Aug. 20th, 2009

mithriltabby: Serene silver tabby (Existential Threat)

Montgomery introduces us to the basic concepts of soil science, and then starts a tour of soil usage over the ages. He highlights ancient civilizations in the Old and New Worlds and what we know of their agricultural practices— and calls out erosion, soil depletion, salinization, and desertification as consequences that facilitated the downfall of their nations. (This is not a how-it-really-happened crank history book; he’s just asserting that a failure to conserve soil resources weakened them.) He also notes which ones figured out the right techniques of conservation and how they were able to persist much longer.

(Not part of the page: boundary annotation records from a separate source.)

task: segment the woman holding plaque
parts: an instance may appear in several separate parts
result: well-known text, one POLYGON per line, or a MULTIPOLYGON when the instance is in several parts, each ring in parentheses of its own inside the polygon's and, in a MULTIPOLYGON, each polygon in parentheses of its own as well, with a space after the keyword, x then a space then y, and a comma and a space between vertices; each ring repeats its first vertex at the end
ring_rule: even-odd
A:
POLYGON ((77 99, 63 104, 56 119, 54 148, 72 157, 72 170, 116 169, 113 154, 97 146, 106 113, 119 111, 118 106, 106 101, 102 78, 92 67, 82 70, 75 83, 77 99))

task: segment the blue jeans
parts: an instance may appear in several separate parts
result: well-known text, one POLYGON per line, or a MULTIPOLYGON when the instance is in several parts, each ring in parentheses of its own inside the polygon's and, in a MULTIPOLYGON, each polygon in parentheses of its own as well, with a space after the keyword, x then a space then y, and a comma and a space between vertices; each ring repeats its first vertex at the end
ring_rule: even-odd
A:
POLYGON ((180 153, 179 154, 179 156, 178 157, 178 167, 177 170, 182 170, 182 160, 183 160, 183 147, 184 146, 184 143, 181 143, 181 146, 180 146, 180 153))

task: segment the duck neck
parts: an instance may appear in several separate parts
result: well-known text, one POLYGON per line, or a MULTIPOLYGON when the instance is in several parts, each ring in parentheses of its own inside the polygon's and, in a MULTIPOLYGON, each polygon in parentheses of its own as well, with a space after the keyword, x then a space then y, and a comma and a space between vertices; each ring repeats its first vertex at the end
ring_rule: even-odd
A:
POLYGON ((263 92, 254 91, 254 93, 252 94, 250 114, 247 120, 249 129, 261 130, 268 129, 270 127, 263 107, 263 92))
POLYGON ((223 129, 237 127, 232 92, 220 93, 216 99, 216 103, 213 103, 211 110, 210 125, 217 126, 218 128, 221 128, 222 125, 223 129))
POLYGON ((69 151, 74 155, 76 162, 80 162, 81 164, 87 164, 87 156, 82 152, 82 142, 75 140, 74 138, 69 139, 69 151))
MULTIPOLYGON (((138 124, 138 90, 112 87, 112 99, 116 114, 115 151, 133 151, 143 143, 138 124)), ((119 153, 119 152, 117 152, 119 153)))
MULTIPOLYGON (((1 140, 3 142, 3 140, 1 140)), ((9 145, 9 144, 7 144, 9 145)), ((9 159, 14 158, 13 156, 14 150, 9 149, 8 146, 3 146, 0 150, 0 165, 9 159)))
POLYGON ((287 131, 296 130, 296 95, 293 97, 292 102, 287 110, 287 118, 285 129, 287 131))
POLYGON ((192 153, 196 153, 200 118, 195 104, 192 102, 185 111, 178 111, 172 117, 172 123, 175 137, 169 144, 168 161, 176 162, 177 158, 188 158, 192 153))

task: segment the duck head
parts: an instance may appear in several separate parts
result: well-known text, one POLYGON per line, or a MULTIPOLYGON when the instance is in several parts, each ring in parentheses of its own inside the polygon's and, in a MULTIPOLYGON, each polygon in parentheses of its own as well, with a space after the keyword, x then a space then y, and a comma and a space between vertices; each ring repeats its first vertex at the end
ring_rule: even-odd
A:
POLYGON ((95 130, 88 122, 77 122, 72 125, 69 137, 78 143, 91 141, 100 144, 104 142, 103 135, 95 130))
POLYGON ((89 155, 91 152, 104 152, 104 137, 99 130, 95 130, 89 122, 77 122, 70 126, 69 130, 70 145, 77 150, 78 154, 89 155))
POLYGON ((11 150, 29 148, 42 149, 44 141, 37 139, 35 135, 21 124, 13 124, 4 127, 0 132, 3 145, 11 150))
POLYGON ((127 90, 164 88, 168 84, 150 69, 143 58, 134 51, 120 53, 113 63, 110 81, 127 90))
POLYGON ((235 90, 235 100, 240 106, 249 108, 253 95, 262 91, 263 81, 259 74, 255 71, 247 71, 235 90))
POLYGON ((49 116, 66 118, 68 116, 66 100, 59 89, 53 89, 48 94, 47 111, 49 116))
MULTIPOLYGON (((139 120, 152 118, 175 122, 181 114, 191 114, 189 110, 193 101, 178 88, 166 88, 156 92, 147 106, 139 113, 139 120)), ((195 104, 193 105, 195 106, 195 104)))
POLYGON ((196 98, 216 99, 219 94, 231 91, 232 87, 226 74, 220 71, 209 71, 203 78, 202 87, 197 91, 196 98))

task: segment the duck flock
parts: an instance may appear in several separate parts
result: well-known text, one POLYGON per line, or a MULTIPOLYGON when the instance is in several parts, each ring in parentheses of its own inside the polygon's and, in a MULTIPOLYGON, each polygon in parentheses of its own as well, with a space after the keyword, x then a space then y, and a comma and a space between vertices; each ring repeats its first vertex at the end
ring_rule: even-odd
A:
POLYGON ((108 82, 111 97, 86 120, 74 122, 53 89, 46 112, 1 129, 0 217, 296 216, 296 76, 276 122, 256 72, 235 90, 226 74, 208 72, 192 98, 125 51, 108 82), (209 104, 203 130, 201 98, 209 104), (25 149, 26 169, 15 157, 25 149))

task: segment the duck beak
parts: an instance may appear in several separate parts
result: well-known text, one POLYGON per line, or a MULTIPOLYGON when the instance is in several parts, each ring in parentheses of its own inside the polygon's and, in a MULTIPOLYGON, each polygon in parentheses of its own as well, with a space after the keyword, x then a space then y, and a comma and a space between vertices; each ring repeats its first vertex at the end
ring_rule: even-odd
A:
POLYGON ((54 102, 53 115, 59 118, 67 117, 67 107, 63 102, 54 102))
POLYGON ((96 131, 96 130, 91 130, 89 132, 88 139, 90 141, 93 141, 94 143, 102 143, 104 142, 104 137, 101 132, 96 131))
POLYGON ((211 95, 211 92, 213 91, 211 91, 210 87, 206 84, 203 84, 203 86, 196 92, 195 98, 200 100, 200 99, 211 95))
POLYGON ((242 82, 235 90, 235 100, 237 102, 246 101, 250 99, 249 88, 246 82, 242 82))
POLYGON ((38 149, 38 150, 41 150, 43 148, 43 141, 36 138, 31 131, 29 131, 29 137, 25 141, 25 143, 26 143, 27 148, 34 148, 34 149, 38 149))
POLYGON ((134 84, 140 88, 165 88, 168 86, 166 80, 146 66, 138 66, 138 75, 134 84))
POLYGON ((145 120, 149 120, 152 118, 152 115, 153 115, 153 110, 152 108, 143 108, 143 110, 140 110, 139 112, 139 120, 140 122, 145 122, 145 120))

The problems extend to recent history as well: he calls out bad practices in the past few centuries all over the world and provides ample information about what went right and wrong. Under normal geological conditions, soil is created very slowly, and shortsighted agriculture can strip it away far faster than it can be created normally. But there are alternatives to just plowing up soil, planting a monoculture, and using industrial fertilizer to make up for using up the soil, and he explains them— including many techniques used in organic farming (though he also calls out industrial organic farming as just as unhealthy). Montgomery’s bottom line is that we need better mechanisms than short-term markets to provide proper incentives to take care of the soil (he believes this is a sensible place for government to intervene), and that the right techniques will vary with each patch of soil; there is no one-size-fits-all answer, but there is a big toolkit of agroecology that every farmer should have available. The alternative is using up in human time a resource that can only be replenished in geological time: a sure route to the downfall of our own global civilization.